[PATCH 1/1] KVM: powerpc/book3s_hv: Use generic xfer to guest work function

From: Vishal Chourasia

Date: Fri Jun 26 2026 - 06:57:41 EST

Use the generic infrastructure to check for and handle pending work
before transitioning into guest mode, replacing the open-coded
need_resched() and cond_resched() checks.
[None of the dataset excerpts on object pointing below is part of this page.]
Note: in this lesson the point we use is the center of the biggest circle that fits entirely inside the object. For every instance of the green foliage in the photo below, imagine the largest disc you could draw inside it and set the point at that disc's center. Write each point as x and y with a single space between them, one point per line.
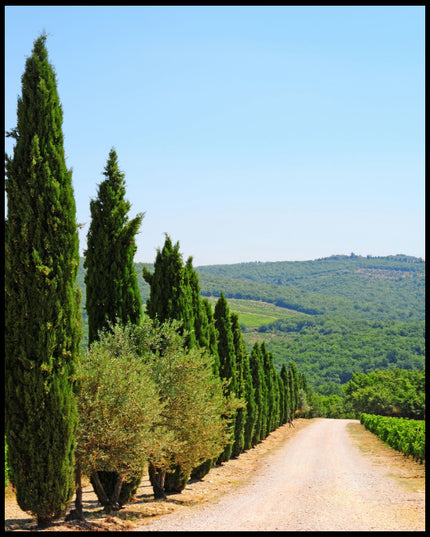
227 359
370 313
402 434
197 414
42 302
112 290
6 465
388 393
118 404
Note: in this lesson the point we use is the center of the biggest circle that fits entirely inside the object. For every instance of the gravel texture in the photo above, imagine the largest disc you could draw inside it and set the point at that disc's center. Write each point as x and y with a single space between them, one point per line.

This picks up handling for TIF_NOTIFY_RESUME, which was previously
ignored, meaning task work will now be correctly handled on every
guest re-entry.

Signed-off-by: Vishal Chourasia <vishalc@xxxxxxxxxxxxx>
---
arch/powerpc/kvm/Kconfig | 1 +
arch/powerpc/kvm/book3s_hv.c | 58 +++++++++++++++++++++++++++++++-----
2 files changed, 52 insertions(+), 7 deletions(-)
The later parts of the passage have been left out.